(09/27/95) Conclusions from the discussion with Miloje
-
Miloje is convinced that so far, nobody in NPAC,NASA or JPL knows what the
4DDA requirements for the parallel IO are. They all are working on the computational
part. Of course, the IO problem will be relevant in the future as the 4DDA system
deals with large volumes of data, but he expects it to happen not earlier than one
year from now. It is not clear, what parts of the parallel IO functionality will
be relavant by that time, as probably HPC systems will move towards virtual memory
so out-of-core computations will be no longer an issue. Probably, the mapping
between disks and memory arrays will be a dominant problem, together with overlapping
IO actions and checkpointing.
-
As it is difficult to design anything if we don't know the true nature of a problem,
I would suggest to carry out this project as a systematic survey of different
approaches for parallel IO, identifying problems and how the problems are tackled
by different parallel IO systems. I can also think about extending TCE towards
efficient IO operations and checkpointing.

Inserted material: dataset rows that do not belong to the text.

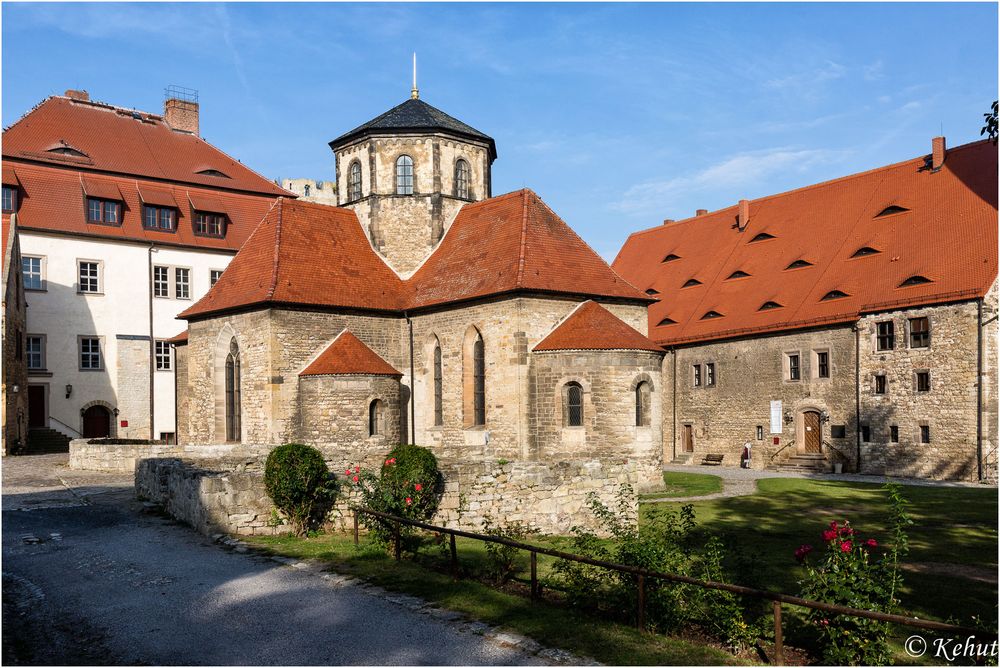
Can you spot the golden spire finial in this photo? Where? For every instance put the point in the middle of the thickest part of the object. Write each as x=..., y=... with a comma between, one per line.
x=414, y=93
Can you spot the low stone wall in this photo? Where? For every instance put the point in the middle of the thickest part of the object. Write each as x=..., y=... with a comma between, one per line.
x=227, y=494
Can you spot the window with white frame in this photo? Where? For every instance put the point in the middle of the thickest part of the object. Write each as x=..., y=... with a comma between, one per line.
x=90, y=354
x=32, y=272
x=90, y=276
x=162, y=354
x=182, y=283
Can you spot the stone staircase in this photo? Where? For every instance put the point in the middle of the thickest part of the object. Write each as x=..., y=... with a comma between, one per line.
x=42, y=440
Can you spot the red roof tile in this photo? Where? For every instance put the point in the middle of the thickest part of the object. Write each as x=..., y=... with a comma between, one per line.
x=948, y=234
x=349, y=355
x=112, y=139
x=592, y=327
x=317, y=255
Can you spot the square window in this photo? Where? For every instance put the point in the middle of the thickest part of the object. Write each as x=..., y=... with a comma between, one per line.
x=920, y=332
x=182, y=283
x=90, y=354
x=90, y=276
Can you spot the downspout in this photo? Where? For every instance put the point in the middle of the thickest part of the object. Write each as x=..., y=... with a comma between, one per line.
x=413, y=386
x=857, y=392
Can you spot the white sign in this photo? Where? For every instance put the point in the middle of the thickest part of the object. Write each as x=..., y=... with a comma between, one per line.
x=776, y=418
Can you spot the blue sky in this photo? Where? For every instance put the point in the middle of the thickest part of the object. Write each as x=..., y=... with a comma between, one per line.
x=618, y=115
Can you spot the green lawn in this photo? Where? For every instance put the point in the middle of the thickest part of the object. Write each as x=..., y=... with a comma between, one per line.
x=685, y=484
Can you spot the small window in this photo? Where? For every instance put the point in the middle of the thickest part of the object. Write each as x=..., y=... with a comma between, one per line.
x=865, y=250
x=90, y=276
x=161, y=281
x=889, y=210
x=162, y=355
x=209, y=224
x=794, y=369
x=404, y=175
x=798, y=264
x=31, y=273
x=920, y=332
x=90, y=354
x=885, y=338
x=158, y=218
x=822, y=364
x=915, y=280
x=354, y=182
x=103, y=211
x=462, y=178
x=182, y=283
x=9, y=199
x=574, y=405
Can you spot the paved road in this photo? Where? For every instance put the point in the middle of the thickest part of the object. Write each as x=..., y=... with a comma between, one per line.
x=89, y=578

(09/25/95) The 4DDA Issues
-
Still too little information to shape any sensible design for 4DDA parallel
IO requirements. I found the
description of the 4DDA principles (click here for
summary ) but it only scetches some requirements and algorithmic issues.
-
Two suggested requirements have been mentioned there - a possible need for
capabilities of restarting an interrupted computation (checkpointing) and software
support for efficient transfers between disks and mamory mapped arrays. The first
issue is only mentioned in one project, and
generally it requires some serious software engineering, the other is realated
with the PASSION work and also MPI-IO.
-
An open question is on which HPC platforms the 4DDA is going to run. In the paper
they mentioned Intel Paragon, Cray T3D and also IBM-SP1. For Intel Paragon the
work done for PASSION can be easily reaused (either at the language or at the
runtime level) for other architectures however there is no PASSION implementation.
-
When the targetted platforms have virtual memory (SP-1/2 or HPC workstation clusters) the out-of-core computation factor may not be relevant, but still the two-phase disk access strategy of PASSION can be used - but only as a model - PASSION does
not run on clusters.
-
Seems to me that the MPI-IO project could be very useful to look at. It has all relevant
components (except checkpointing that is) and will be the closest in spirit to what
I would propose using TCE. Both MPI-IO and PIO based on TCE will deal with IO
issues the the runtime level only, and they extend the message passing constructs
to cover the IO domain. Both models assume very little about the uderlying hardware and software support, therefore they can cover various HPC platforms.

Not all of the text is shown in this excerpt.